Page 73 of Choke Up

"I'm so proud of you!" he says.

"I'm so sweaty," I laugh. And dirty and grimy. I'm gross. But Ellis doesn't care. Case in point, he licks the side of my face. My chest rumbles. "Watch it, there are children present."

Ellis throws his head back and laughs before smacking one last kiss on my lips and jumping down. He runs to his brother, and I take a moment to roll my lips in, touching everywhere he kissed me with my fingertips. I'm kind of lost in it, but then my vision focuses, and I look up to see our parents staring at me. I'm not sure what to make of their astonished expressions. Whoops.

Coward that I am, I look over my shoulder for backup, but Ellis is hugging his brother. Their heads are huddled together, and Ellis is saying something to Elliot that he looks to be taking very seriously. I hope it's nothing bad. We haven't hung out at all, or talked much outside of baseball stuff, but we've kept things friendly. Ellis and I do our best to respect the living space and not be loud or obvious or rub our illicit love in his face. And I think he's doing his best to give us alone time to balance it out. Today is the first day he's smiled at me in weeks.

"Hope! Rodgers!" Coach barks. "With me!"

We look at each other, both with shocked expressions, as we meet halfway and follow Coach into the offices beneath the stadium. I have a moment of giddiness that we're playing in an actual stadium, but keep a stoic look on my face.

"What did you do?" Elliot murmurs, speaking out of the side of his mouth, face forward.

"Why do you assume I did something?"

He raises his eyebrows and pins me with a deadpan expression.

"Okay fine. But I really didn't do anything this time." Even Tripp has been on his best behavior, studiously avoiding me wherever possible. I heard he's transferring next year, which is a shame, because he's a great shortstop. It's just too bad he’s a dickbag.

"You boys ready?" Coach asks, stopping at a pair of double doors.

"Ready for what, sir?" Elliot asks, and I wipe sweat from my brow, helmet still in my hand. I haven't even taken my pads off yet.

"Your first press conference," he says, like it’s obvious. He gives us a signal to hold tight and slips inside.

It’s the first time Elliot and I have been alone since he figured it all out. We’ve mostly just been avoiding each other and I hate it. I want my best friend back.

“Hey, E?” I start, shuffling on my feet. “I’m… I’m sorry. I should have been honest with you.”

I don’t make excuses about not knowing what I was doing, or being afraid, or anything else. None of that is as important as the fact that he’s my best friend. My brother. And I kept something huge from him.

I chance looking at him, and he holds my gaze. “Why didn’t you feel like you could tell me?”

“I was a coward,” I say. “I was terrified of losing you.
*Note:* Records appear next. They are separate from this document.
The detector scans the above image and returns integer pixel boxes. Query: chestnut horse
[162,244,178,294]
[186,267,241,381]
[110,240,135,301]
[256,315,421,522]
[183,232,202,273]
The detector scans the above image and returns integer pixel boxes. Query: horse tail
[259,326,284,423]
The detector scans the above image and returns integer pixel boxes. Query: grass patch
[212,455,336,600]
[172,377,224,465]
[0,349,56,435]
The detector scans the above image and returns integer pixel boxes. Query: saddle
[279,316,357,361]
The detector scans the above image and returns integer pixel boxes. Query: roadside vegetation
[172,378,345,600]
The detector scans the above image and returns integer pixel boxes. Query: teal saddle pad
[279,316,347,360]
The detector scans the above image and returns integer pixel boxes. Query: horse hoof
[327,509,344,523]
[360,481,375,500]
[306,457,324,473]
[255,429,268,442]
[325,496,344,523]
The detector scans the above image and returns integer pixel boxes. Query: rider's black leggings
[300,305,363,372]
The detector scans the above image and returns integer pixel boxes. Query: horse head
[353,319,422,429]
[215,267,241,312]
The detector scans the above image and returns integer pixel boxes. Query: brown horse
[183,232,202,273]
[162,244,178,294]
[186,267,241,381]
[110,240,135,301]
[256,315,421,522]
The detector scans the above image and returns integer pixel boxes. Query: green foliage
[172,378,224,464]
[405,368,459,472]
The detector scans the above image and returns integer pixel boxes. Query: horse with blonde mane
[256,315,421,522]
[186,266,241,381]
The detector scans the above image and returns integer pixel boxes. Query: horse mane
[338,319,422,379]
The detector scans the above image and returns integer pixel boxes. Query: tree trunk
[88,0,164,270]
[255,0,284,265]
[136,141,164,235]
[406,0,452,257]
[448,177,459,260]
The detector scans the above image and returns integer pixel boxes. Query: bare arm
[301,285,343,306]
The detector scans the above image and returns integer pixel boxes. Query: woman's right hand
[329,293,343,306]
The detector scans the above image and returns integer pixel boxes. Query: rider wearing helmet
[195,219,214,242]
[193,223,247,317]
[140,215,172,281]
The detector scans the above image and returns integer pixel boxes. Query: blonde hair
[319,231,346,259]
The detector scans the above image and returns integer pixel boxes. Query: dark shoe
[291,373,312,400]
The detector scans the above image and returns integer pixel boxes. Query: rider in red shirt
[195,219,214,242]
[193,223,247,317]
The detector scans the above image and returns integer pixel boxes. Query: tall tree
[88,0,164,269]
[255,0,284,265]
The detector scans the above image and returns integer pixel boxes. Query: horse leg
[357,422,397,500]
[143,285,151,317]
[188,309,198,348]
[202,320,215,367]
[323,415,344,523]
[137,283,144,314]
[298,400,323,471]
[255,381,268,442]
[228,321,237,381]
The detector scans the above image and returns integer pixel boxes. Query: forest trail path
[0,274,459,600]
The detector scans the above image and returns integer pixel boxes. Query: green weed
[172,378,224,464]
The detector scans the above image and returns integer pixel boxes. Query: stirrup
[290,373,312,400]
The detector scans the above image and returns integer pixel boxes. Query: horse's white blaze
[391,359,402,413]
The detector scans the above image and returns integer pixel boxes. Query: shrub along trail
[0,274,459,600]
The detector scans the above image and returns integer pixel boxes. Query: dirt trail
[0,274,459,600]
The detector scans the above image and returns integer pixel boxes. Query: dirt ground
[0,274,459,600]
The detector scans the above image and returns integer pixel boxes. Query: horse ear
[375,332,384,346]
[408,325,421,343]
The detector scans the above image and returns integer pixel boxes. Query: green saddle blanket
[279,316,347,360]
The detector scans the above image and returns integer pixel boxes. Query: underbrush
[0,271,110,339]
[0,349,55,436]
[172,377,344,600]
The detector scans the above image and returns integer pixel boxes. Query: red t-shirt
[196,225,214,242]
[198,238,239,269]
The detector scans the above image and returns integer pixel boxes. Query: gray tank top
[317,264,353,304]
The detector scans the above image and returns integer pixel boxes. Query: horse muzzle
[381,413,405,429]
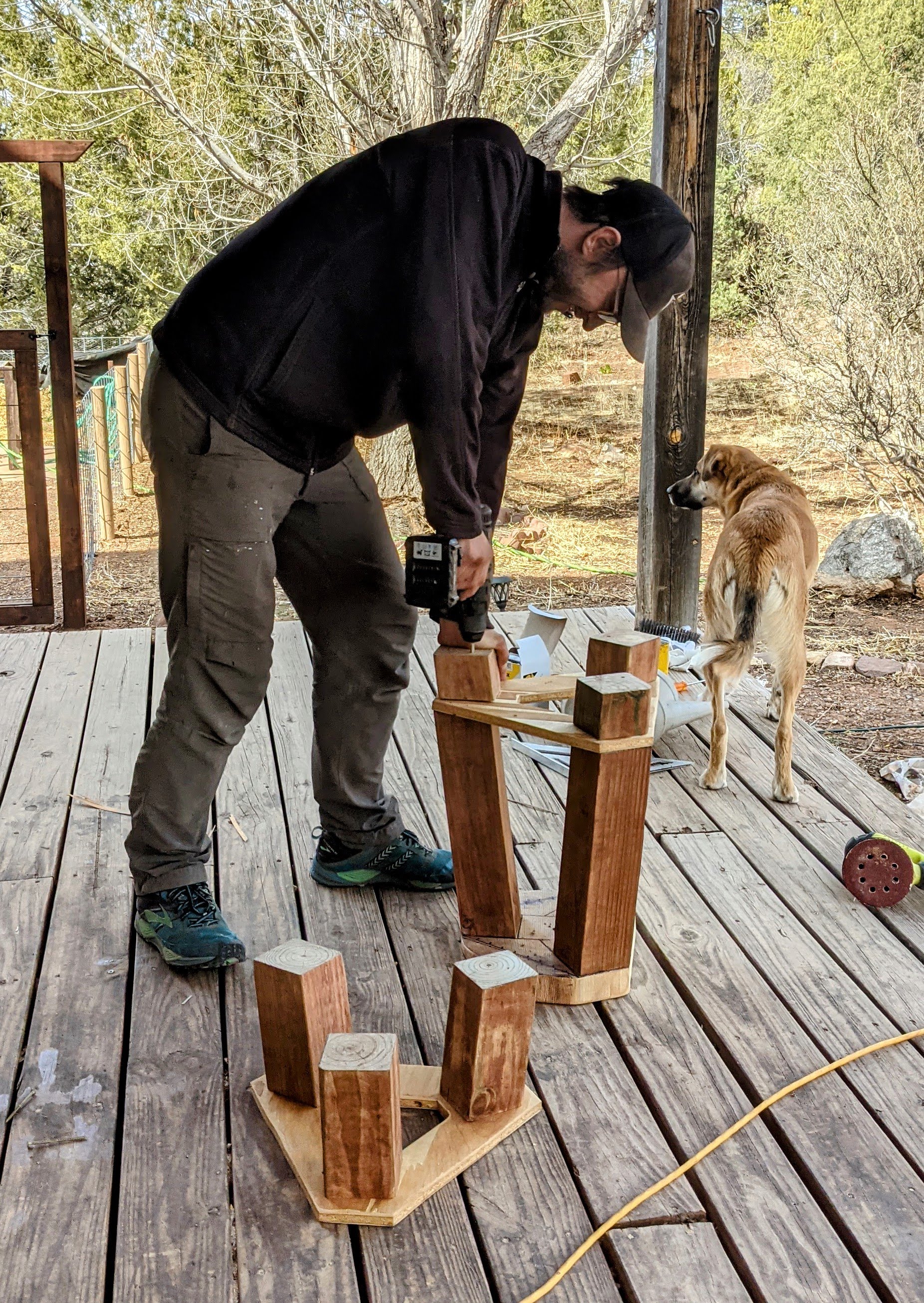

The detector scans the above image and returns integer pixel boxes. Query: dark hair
[562,176,627,267]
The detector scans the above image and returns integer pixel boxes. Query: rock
[854,655,902,679]
[821,652,856,670]
[816,512,924,597]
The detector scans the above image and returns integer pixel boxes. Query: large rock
[816,512,924,597]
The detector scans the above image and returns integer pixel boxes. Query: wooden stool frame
[250,941,542,1226]
[433,633,660,1005]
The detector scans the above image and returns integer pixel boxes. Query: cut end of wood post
[588,630,661,683]
[575,670,657,741]
[433,647,500,701]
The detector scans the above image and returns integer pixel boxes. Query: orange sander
[841,833,924,909]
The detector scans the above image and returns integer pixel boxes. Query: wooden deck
[0,609,924,1303]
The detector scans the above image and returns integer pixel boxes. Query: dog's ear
[700,448,727,479]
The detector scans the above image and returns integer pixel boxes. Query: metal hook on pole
[696,9,722,49]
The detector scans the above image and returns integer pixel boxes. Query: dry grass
[0,322,924,792]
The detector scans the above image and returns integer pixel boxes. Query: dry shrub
[773,91,924,504]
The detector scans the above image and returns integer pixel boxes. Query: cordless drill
[404,534,491,643]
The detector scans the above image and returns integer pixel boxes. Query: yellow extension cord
[520,1027,924,1303]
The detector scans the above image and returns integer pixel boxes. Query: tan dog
[667,443,818,801]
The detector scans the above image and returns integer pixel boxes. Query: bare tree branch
[446,0,507,117]
[53,0,274,196]
[526,0,656,167]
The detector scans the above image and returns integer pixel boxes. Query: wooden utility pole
[0,139,92,630]
[636,0,722,624]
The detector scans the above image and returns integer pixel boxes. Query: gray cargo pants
[125,353,417,894]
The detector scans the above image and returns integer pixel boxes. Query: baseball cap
[600,176,696,362]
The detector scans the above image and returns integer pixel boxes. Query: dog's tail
[687,580,765,679]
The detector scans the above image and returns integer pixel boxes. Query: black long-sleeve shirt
[153,119,562,538]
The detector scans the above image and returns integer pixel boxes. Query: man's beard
[542,245,584,311]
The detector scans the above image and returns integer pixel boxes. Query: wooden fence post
[39,158,86,630]
[90,385,116,542]
[0,364,22,470]
[636,0,722,627]
[112,366,134,494]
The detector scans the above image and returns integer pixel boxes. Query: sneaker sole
[311,864,456,891]
[134,918,246,968]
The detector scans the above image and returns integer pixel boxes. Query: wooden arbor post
[0,141,92,630]
[636,0,722,627]
[433,633,660,1005]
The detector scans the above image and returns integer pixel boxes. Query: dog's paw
[773,782,799,805]
[700,769,728,792]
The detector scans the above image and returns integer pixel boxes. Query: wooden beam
[38,160,86,630]
[636,0,722,626]
[439,950,537,1120]
[588,630,661,683]
[253,939,353,1106]
[321,1032,402,1207]
[0,141,92,163]
[434,713,520,937]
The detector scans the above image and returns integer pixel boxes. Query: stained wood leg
[434,714,520,937]
[439,950,537,1120]
[554,673,652,976]
[321,1032,402,1204]
[253,941,352,1106]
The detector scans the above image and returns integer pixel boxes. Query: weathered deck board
[0,632,99,882]
[662,833,924,1174]
[112,630,232,1303]
[639,839,924,1303]
[610,1226,749,1303]
[605,943,879,1303]
[215,709,360,1303]
[649,728,924,1031]
[0,630,151,1303]
[0,633,99,1188]
[0,633,48,792]
[0,607,924,1303]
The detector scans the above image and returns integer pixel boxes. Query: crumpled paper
[880,756,924,812]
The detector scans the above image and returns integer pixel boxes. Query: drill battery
[404,534,490,643]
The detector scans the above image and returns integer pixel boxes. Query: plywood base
[250,1063,542,1226]
[462,891,632,1005]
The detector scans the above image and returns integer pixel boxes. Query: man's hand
[437,620,507,679]
[456,534,494,601]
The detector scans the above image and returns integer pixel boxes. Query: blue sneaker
[134,882,243,968]
[311,833,455,891]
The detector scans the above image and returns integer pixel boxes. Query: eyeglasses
[594,270,630,326]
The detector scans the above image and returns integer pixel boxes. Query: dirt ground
[0,322,924,775]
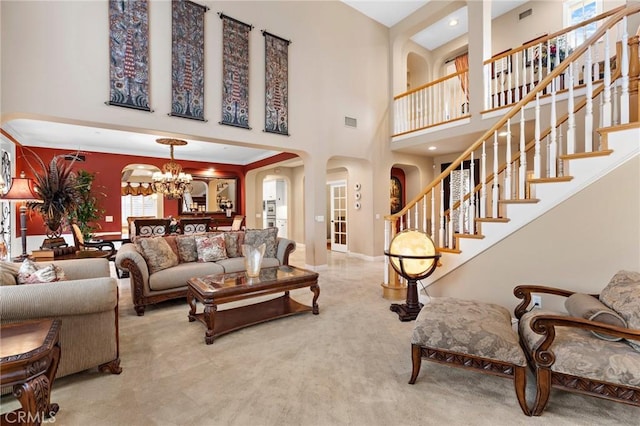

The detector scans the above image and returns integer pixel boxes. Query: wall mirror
[181,175,238,216]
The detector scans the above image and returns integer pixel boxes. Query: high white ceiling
[2,119,279,165]
[2,0,527,165]
[342,0,529,50]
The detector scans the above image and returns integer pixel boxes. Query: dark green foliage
[69,170,106,241]
[27,155,80,238]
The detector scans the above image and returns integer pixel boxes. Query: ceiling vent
[344,115,358,128]
[518,8,533,21]
[63,154,87,163]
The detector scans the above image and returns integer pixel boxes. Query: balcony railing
[383,4,640,287]
[393,6,624,136]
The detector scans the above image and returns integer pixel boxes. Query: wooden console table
[0,319,61,425]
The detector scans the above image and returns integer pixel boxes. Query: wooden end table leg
[310,283,320,315]
[187,287,196,322]
[203,300,218,345]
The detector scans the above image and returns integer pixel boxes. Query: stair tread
[453,233,484,240]
[558,149,613,160]
[498,198,540,204]
[528,176,573,183]
[476,217,511,223]
[438,247,462,254]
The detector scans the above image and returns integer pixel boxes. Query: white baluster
[416,194,428,232]
[584,46,593,152]
[502,55,513,105]
[558,124,564,176]
[620,16,629,124]
[431,188,436,241]
[518,108,527,200]
[452,161,465,234]
[491,131,500,218]
[533,92,541,179]
[467,151,476,235]
[600,30,611,127]
[513,52,522,102]
[500,67,505,106]
[438,182,444,247]
[567,62,576,154]
[504,119,513,200]
[480,141,487,218]
[547,83,558,177]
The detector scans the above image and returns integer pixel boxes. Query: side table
[0,319,61,425]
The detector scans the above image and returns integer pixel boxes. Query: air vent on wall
[344,115,358,127]
[64,154,87,163]
[518,8,533,21]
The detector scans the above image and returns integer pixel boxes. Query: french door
[329,181,347,253]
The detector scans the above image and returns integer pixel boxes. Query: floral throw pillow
[224,231,244,257]
[0,261,20,285]
[600,271,640,352]
[195,234,227,262]
[18,259,66,284]
[176,236,198,263]
[244,227,278,257]
[138,237,178,274]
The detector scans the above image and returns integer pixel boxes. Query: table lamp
[1,172,42,260]
[384,229,440,321]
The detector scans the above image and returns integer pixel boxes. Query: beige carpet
[2,250,640,426]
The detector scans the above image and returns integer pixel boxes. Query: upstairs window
[563,0,602,48]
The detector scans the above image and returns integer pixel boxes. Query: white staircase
[422,123,640,286]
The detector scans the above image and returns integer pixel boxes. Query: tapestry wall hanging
[169,0,207,121]
[220,13,253,129]
[107,0,151,111]
[262,31,291,136]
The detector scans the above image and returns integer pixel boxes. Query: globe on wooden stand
[384,229,440,321]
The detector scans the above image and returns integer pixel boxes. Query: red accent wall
[15,146,245,235]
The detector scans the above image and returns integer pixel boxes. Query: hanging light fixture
[151,138,193,200]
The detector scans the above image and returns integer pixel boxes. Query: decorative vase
[242,243,266,278]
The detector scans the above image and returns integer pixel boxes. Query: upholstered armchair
[514,271,640,416]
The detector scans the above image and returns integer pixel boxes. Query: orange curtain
[455,53,469,101]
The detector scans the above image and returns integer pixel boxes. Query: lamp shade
[387,229,440,279]
[2,172,40,201]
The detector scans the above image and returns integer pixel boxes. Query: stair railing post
[628,35,640,122]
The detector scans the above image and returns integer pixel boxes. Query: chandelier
[151,138,192,200]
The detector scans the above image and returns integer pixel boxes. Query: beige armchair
[0,258,122,377]
[514,271,640,416]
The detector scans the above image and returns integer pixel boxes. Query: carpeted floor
[2,250,640,426]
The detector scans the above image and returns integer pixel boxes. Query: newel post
[629,35,640,122]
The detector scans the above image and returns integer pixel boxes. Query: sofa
[116,227,296,316]
[0,258,122,377]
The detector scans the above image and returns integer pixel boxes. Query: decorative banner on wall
[262,31,291,136]
[169,0,207,121]
[219,13,253,129]
[107,0,151,111]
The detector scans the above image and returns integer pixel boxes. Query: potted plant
[69,170,106,241]
[27,155,80,247]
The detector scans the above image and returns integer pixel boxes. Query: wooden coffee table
[0,319,61,425]
[187,265,320,345]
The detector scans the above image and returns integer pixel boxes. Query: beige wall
[428,156,640,309]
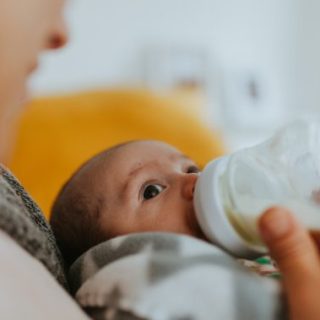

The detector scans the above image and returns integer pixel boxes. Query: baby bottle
[194,120,320,258]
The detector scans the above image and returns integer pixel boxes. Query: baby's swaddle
[69,233,286,320]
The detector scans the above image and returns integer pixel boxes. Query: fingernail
[259,209,292,241]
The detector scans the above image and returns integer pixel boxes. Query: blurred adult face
[0,0,67,160]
Of losing both of you.”

Elliot nods and looks at the doors, his jaw ticking. He doesn’t look angry, but I can tell he’s uncomfortable with the discussion.

“I know I’m not good enough for him. It’s part of why it took me so long to—” I take a breath. “I love him, E. I just want you to know that.”

Then the doors swing open, and Coach gestures us inside a conference room full of what feels like hundreds of people, but once we get settled in, I realize it's only about two dozen. There are a lot of flashing lights, and I'm sure I look like a brainless meathead as I scramble to answer questions. Elliot puts his hand on my shoulder, talking about some stat we pulled off tonight. It was an epic game. A near shutout to win the conference championship.

"But we're not done yet," I say, giving Elliot a nod. He squeezes my shoulder, and I can't help but feel like this is the turning point. This is how we make our way back to being brothers again.

"College World Series, here we come," he finishes for me. Our gazes hold for a brief moment, a meaningful look passed between us.

After the press conference, where we were asked all kinds of surreal questions about our futures and whether we plan to go pro after college, Elliot pulls me to the side before we join our team in the locker room.

“You’re good enough, Gabe. You’re more than that. Ellis wouldn’t be so in love with you if you weren’t worth it. I know it’s not some game or experiment for you. I can see it in the way you are together. I’m… happy for you both.”

Keep it together, Gabe. Don’t cry. Don’t cry.

“I mean, I’m not going to lie. It’s weird as fuck. Especially because you’re constantly fucking in there and I can hear it. But I can get past that if you promise to keep things the same between us.”

Trying to hide the rush of emotion that’s threatening to burst from my chest, I pull Elliot into my chest.

He hugs me back and pats my back. “I love you, man.”

There's a lot of horseplay and rowdy celebration going on in the locker room when we walk inside. Coach comes in and congratulates us on not playing like shit and gives us the usual warnings about partying too hard and drinking and driving. There's talk of a party back at the hotel, since we're all staying in the same hall.